Puzzles about the number of train data
GumpW opened this issue · comments
Thanks for sharing the code, I have learned a lot from it. But I am puzzled about the train data.
for i in range(n_way*num_shots):
batches_xi.append(np.zeros((batch_size, self.input_channels, self.size[0], self.size[1]), dtype='float32'))
labels_yi.append(np.zeros((batch_size, n_way), dtype='float32'))
oracles_yi.append(np.zeros((batch_size, n_way), dtype='float32'))
In the code above, when we increase the batch_size, will the total total train data we used for training be increased?Since the iteration number is setted before training and the size of batches_xi is (n_way*num_shots,batch_size,input_channels,size[0],size[1]).
Hi,
I will give two answers since it depends on what it is understood as the total amount of training data.
In a N-way k-shot setting, each episode is created by sampling from a larger dataset. For example, mini-imagenet has 64 training classes with 600 samples per class. In a 5-way 5-shot setting we will randomly sample 5 classes from the 64 training classes and 5 samples for each one of these classes.
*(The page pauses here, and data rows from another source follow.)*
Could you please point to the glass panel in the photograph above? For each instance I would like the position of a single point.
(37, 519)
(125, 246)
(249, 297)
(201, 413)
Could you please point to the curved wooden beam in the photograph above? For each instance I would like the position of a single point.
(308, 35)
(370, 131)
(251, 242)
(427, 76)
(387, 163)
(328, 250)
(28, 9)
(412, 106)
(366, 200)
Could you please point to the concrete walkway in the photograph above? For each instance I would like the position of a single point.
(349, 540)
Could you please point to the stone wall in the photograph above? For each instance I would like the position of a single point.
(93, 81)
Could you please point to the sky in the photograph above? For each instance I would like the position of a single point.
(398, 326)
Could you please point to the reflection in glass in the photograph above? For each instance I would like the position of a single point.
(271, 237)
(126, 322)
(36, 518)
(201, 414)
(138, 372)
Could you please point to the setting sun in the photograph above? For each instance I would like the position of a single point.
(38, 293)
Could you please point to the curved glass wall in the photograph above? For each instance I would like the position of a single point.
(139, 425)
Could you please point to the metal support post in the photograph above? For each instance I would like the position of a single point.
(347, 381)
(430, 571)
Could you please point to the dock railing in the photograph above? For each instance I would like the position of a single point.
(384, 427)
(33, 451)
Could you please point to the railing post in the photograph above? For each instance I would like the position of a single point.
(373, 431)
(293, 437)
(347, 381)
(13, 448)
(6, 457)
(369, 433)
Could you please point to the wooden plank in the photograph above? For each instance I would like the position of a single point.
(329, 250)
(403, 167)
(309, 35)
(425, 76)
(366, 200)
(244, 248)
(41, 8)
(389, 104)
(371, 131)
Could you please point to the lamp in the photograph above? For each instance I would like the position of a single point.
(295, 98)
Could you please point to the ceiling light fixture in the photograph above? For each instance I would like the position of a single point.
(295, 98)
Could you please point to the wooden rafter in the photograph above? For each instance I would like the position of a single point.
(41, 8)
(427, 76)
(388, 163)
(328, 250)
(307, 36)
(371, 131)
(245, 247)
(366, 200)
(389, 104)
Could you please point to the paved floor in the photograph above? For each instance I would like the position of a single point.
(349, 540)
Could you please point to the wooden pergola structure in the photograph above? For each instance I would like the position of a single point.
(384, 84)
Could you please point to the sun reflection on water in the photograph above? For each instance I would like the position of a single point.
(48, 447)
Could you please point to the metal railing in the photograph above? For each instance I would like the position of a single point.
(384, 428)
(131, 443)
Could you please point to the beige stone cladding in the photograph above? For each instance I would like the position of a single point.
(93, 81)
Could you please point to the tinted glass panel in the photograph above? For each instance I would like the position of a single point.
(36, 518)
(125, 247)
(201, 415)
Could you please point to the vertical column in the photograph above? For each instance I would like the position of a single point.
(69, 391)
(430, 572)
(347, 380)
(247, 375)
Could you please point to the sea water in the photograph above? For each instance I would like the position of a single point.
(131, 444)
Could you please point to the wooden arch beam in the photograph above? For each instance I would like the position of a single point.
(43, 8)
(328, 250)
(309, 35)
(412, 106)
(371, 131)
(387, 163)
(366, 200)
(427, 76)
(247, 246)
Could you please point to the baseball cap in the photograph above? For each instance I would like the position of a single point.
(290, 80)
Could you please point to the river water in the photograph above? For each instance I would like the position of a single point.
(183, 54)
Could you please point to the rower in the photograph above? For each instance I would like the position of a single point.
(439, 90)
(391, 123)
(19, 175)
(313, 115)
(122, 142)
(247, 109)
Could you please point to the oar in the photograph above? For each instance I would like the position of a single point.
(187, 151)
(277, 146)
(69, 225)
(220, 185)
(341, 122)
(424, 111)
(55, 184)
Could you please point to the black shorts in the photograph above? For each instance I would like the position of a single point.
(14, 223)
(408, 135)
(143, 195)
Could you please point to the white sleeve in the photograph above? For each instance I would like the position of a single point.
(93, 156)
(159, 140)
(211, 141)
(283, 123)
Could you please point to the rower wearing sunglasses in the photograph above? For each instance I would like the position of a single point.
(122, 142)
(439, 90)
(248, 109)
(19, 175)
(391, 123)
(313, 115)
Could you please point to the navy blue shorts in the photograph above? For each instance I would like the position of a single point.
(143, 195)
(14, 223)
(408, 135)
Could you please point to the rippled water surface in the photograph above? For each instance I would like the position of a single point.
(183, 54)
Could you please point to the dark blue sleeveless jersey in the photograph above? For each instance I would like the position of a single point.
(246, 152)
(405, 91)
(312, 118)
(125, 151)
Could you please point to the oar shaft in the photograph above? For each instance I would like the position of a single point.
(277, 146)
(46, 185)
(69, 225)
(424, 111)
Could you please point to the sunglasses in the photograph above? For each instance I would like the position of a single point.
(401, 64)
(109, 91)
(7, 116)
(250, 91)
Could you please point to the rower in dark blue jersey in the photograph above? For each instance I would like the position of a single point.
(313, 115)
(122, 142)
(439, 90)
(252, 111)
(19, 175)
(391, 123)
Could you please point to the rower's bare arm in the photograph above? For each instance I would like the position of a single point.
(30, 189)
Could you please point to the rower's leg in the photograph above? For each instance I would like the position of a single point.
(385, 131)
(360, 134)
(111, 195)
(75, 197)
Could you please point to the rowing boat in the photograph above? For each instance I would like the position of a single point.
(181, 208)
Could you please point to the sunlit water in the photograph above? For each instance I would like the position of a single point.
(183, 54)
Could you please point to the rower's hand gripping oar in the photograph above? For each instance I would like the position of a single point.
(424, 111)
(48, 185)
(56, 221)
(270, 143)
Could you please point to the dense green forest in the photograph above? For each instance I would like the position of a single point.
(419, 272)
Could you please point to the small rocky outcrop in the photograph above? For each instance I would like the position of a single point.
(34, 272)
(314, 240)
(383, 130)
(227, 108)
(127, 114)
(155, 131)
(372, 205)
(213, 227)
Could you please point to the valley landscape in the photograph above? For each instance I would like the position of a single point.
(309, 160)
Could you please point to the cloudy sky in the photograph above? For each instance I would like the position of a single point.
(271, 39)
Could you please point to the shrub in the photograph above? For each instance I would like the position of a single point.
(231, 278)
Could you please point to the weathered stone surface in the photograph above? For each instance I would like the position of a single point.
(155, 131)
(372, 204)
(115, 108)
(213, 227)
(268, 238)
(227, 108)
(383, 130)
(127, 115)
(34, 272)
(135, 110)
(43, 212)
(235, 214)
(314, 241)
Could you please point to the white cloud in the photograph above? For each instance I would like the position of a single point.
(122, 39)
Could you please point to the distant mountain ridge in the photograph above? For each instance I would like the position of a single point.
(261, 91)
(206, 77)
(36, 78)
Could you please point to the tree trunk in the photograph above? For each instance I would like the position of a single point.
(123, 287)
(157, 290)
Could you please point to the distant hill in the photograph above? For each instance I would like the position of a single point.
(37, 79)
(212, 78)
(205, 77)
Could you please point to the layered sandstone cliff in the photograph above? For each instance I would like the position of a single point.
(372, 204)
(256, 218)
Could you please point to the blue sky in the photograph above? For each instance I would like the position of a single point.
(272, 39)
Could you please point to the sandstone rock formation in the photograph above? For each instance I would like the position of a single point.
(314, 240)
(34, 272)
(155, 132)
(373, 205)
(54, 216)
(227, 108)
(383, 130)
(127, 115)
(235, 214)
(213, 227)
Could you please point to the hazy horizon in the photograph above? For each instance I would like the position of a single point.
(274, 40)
Therefore, if we consider the training partition of mini-imagenet (64 classes, 600 samples per class) as the training data, we are not increasing the training data when increasing the batch_size.
On the other hand, you may consider the number of episodes as the training data. The number training episodes is num_iterations*batch_size, hence, given a fix number of iterations, the number of episodes will increase when increasing the batch_size. If you want to increase the batch_size without increasing the number of episodes, you can reduce the number of iterations by the same factor.
Thank you for your answer.
So in a few-shot learning task, the "few-shot" means the training data of every iteration is few, not the data of the training partition of the dataset is few. Am I right?
Exactly